A woman in a white lace wedding dress and sparkly high heels sitting on the stairs, smiling and looking to her left. The stairs have dark wooden railings, and the wall behind her is adorned with framed artwork.

About Dr. Jagla

I quit my corporate job back in April 2024 because I needed a career that involves helping people and making a meaningful impact on their lives. After years of grad school and various roles in marketing and advertising, I discovered that my talents for listening, communicating, and understanding people’s needs are better suited in a completely new realm: matchmaking.

I can attest to the effectiveness of matchmaking because my partner and I were brought together by a mutual friend who knew both of us well – our values, our interests, and our personalities – and her assessment was correct.
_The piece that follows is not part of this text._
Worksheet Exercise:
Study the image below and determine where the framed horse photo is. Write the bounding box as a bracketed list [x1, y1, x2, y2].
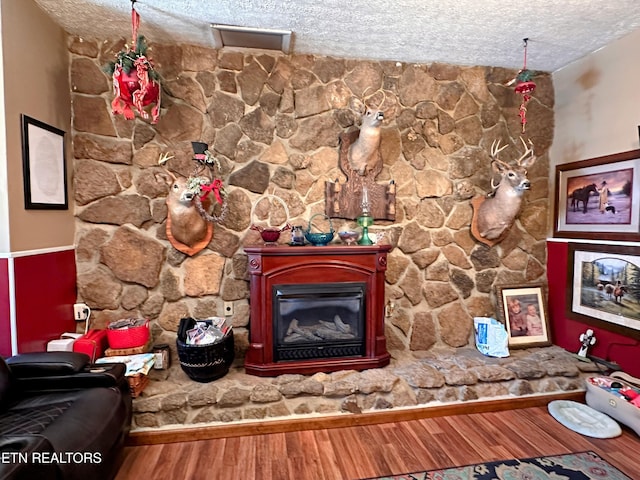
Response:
[553, 150, 640, 241]
[565, 242, 640, 338]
The relationship I have with my partner now has taught me what it means to have a secure, stable, fun relationship at the center of your life.

Based on my own personal history with matchmaking, I have learned that the quality of your relationships determines the quality of your life, and I’m excited to help others have a similar experience.

So what about the PhD?

Full disclosure: my background is in Rhetoric, Composition, and the Teaching of Writing, which is a fancy way of saying I’m trained to be a college writing professor.

Generally, a PhD is a marker of a person who dedicates years of their life to the single-minded pursuit of creating new knowledge in a particular field. A PhD is a sign of someone who has honed her critical thinking skills to approach complex issues with curiosity and persistence.

While I ultimately decided to pursue a non-academic career, I’m still a workhorse when it comes to any goal I set my mind to. Because I’m a determined researcher, listener, and critical thinker, I will single-mindedly pursue your goal of finding a partner. I apply this dedication to matchmaking, which is a practice that also includes thorough research, communication, and empathy. The skills necessary to earn a PhD – focus, perseverance, and curiosity – translate well into finding a match for you. My ability to listen, empathize, and use both cutting-edge research in relationship science alongside my keen intuition can guide singles to better dating experiences.